Design Notes

Automatic master promotion

The standard set of yrmcds consists of a master server and two slave servers. A set of yrmcds will be prepared for each server farm.

To elect the master server automatically, keepalived or similar virtual IP address allocation tool is used. The server owning the virtual IP address becomes the master server. The others are slaves.

Slaves connect to the master via the virtual IP address. The master will not connect to slaves. A new slave will receive all data from the master server once the connection has been established.

For some reason, if the master suddenly notices it is no longer the master (i.e. the server has lost the virtual IP), it kills itself to reborn as a new slave (restarted by upstart).

If a slave gets disconnected from the master, it waits for some seconds to see if the virtual IP address is assigned. If assigned, the slave promotes to the new master. If not, the slave forgets all replicated data then try to connect to the new master. The new master should close the established connection to the old master, if any.

Replication protocol

The replication protocol is the same as the binary protocol of memcached. Specifically, slaves receive only "SetQ" and "DeleteQ" requests.

This allows any memcached compatible programs can become yrmcds slaves with slight modifications.

The number of connections

The master will have tens of thousands of client connections from every PHP-fpm processes in a server farm. A thread per connection model is therefore not very efficient.

This encourages us to adopt asynchronous sockets and the reactor pattern.

The reactor and workers

So we adopt the reactor pattern with a thread-pool for the best performance.

The reactor is implemented with asynchronous sockets and epoll in edge-triggered mode. Basically, with edge-triggered mode, a socket need to be read until recv returns an EWOULDBLOCK error. If, for some reason like fairness, not all available data are received from a socket, the reactor need to remember that socket to manually handle it later.

To remember such sockets, the reactor manages a list of readable socket internally.

When the reactor detects some data are available for a socket, it dispatches the socket to an idle worker thread. The worker then receives and processes the data. While a worker is handling a socket, that socket must not be passed to another worker to keep the protocol semantics.

To implement these, following properties are required:

Every worker thread has an idle flag.
Every socket has a busy (in-use) flag.

Both flags are set by the reactor thread, and cleared by a worker thread.

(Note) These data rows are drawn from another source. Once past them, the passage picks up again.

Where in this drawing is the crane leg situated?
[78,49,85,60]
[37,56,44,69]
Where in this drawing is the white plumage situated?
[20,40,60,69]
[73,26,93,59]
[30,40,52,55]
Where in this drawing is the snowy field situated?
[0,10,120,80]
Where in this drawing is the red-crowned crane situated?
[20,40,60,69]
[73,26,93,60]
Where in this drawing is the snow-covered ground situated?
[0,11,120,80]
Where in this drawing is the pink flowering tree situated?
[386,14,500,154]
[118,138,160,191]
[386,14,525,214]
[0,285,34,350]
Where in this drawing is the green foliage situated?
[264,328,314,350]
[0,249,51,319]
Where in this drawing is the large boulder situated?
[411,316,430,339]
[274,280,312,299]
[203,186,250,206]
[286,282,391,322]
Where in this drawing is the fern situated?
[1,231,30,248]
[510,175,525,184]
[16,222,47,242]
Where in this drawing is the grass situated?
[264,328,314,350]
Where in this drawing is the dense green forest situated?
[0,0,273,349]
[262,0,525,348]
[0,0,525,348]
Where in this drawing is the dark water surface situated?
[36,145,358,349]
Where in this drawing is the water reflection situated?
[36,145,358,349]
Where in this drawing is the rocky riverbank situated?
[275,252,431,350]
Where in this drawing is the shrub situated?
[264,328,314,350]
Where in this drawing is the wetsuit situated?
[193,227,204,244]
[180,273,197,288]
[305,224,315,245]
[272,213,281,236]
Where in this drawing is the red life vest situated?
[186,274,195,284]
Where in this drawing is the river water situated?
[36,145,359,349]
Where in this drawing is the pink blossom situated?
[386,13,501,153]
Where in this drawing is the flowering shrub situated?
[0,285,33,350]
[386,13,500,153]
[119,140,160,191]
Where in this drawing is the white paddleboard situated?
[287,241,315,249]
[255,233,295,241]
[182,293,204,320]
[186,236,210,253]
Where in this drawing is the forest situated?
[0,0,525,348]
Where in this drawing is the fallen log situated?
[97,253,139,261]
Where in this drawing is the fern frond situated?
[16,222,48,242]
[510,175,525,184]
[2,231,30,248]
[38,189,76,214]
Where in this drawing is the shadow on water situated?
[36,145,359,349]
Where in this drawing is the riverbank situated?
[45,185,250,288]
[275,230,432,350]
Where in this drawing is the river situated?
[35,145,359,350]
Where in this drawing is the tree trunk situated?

If the reactor finds a socket is readable but the socket is busy or there are no idle workers, the socket is remembered in the previously stated readable socket list. This keeps the reactor thread from being blocked.

Efficient allocation of readable lists

Readable lists used in the reactor can be implemented with very rare memory allocations by preparing two lists that pre-allocate a certain amount of memory. Swap the list with another for each epoll loop.

Use of eventfd to dispatch jobs

To notify an idle worker a new job (or to wait a new job), we use Linux-specific eventfd rather than pipes or pthread's condition variables. eventfd is lighter than pipe. Unlike condition variables, eventfd remembers events so that workers never fail to catch events.

The hash

The biggest and the most important data structure in yrmcds is clearly the hash map of objects. To reduce contention between worker threads, the hash does not use a single lock to protect the data. Instead, each bucket has a lock to protect objects in the bucket and the bucket itself.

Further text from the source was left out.